In March 1954 Sears left WGST and, working with a group of investors, in 1956 purchased WATL (located at 1380 on the AM radio dial) from James Woodruff for $500,000. He changed the call letters to WAOK and instituted an all-R&B format, the first of its kind. Sears’s program “Diggin’ the Discs” became enormously popular and was eventually syndicated around the country, including markets in Newark, New Jersey; Chicago, Illinois; and Norfolk, Virginia.
In addition to Sears’s show, WAOK featured programs hosted by such local Atlanta R&B luminaries as Willie Lee Perryman and Zilla Mays. Mays started on WAOK as “The Mystery Lady” in 1954, and in 1955 (after revealing her identity) she hosted the “Dream Girl Show.” Sears, with help from Mays and Perryman, started the WAOK Road Shows, traveling revues that brought R&B and gospel music to venues around the Southeast.
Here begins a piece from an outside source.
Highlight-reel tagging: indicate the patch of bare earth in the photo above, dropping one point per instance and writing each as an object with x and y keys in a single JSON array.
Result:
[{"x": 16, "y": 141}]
Sears was also involved in promoting and recording the concerts of the era’s top R&B artists, including a 1959 appearance by Ray Charles that was eventually released by Atlantic Records as Ray Charles in Person.
During the early 1950s, in addition to his radio work, Sears became a representative of RCA Victor’s Groove Records imprint and produced for the label records by Mays, Perryman, and other R&B artists of the period. During the late 1950s and early 1960s, he became involved with the civil rights movement under the leadership of Martin Luther King Jr., and his social views were reflected in WAOK’s programming, which included such programs as Two Worlds, a talk show that fostered dialogue between Blacks and whites in and around Atlanta, and a show featuring Sears and James “Alley Pat” Patrick, a popular Black disc jockey in Atlanta.
In 1968 WAOK altered its format from R&B to soul and in 1980 became a gospel station. Sears stayed on as program director until his death in 1988. Zilla Mays, who died in 1995, was a mainstay of the Sears operation, remaining at WAOK until the early 1990s and logging a total of thirty-seven years at the station. In 2001 WAOK changed from religious programming to “urban talk.” Zenas Sears was inducted into the Georgia Music Hall of Fame in 1980.